The commission’s 2013 operational audit also had an “informal recommendation” that the commission review and approve the prior meeting’s minutes.
Vogel said complying with the open records law is central to the commission’s duty.
“The irony is that the chief law enforcement officer whose duty it is to enforce to open records and open meetings law is on this commission,” Vogel said.
Stenehjem said Friday the commission sought funding from the Legislature to add another staff position in the Industrial Commission to keep up with the workload. A deputy director began March 1.
“Karlene is overwhelmed,” Stenehjem said.
Burgum, who called Fine one of the state’s most dedicated, hard-working employees, said the new position should prevent the commission from falling behind.
“It’s just been a capacity issue,” Burgum said.
The commission’s goal is to catch up on meeting minutes by June, Stenehjem said.

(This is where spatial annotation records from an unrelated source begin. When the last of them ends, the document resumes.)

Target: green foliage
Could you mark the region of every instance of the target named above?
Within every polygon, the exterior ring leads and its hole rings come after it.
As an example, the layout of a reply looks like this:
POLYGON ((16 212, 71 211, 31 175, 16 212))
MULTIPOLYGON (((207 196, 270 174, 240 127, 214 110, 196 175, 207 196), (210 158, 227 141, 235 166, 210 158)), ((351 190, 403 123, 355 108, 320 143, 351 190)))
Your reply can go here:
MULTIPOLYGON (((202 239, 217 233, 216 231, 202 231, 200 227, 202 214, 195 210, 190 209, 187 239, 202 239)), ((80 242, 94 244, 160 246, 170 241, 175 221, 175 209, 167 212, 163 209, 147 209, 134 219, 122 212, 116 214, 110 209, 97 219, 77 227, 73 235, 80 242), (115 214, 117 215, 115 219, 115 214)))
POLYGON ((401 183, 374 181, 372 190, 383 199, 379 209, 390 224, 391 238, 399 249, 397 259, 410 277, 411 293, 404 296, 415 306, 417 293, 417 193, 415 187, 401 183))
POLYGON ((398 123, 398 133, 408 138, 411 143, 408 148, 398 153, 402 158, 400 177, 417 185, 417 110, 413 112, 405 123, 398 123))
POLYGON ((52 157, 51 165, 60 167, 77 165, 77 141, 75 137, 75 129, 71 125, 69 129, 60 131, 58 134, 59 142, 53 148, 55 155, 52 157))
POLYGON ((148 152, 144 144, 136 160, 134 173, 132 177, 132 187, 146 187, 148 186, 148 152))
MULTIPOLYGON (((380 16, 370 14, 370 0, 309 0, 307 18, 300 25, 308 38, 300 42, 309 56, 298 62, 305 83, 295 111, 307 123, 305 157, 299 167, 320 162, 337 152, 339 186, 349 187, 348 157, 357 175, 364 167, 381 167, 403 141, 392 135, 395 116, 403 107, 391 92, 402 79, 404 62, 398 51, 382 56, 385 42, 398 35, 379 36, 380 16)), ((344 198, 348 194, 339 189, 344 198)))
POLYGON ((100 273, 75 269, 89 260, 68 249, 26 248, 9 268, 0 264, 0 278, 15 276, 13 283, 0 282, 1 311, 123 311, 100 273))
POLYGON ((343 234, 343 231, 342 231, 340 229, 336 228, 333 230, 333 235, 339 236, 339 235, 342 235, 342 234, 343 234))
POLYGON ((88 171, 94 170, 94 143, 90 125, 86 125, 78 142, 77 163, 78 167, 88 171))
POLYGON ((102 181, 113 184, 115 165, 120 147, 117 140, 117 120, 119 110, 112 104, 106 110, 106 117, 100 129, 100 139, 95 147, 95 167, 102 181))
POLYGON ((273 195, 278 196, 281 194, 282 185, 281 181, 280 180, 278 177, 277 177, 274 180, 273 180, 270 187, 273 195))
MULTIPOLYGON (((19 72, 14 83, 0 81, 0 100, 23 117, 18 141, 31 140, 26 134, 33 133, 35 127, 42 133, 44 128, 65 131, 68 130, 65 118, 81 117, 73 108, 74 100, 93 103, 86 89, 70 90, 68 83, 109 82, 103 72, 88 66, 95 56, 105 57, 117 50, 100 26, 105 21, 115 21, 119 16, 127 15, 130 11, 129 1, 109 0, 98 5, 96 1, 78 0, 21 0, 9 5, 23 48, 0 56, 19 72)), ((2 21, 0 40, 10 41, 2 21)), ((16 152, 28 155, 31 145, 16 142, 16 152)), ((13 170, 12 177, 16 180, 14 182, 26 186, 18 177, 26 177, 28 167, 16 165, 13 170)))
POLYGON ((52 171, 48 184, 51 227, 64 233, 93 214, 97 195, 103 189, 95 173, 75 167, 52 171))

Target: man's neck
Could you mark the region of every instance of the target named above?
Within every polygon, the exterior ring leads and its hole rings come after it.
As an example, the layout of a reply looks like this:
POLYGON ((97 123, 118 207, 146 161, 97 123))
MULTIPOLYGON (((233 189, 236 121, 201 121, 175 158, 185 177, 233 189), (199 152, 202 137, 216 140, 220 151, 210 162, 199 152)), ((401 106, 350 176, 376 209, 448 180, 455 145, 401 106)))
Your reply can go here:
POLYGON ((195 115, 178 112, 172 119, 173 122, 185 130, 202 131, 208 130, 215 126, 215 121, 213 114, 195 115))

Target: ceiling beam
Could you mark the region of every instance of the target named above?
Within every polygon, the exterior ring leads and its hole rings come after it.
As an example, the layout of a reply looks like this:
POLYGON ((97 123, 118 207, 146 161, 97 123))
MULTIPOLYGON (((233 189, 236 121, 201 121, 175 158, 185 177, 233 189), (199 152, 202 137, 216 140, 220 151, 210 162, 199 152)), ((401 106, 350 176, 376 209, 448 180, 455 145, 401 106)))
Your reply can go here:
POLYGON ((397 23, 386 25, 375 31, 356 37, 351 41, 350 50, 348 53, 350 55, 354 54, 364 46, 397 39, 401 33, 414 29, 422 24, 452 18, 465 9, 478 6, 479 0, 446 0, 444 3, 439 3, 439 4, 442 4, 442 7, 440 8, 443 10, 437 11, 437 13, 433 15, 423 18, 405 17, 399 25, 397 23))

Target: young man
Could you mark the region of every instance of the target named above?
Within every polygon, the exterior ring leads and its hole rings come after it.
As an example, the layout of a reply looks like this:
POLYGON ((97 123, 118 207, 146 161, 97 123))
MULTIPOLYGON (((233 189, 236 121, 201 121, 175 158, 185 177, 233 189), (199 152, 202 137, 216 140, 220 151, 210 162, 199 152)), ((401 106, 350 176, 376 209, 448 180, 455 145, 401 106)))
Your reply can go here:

In the meantime, the public can request to review recordings of commission meetings or request copies of meeting attachments, Stenehjem said.
Goehring did not return a message seeking comment on Friday.
The Industrial Commission, which meets monthly for several hours, also oversees the Housing Finance Agency, the Building Authority, lignite and oil and gas research programs and other state functions. The 2017 audit of the Industrial Commission is not yet complete.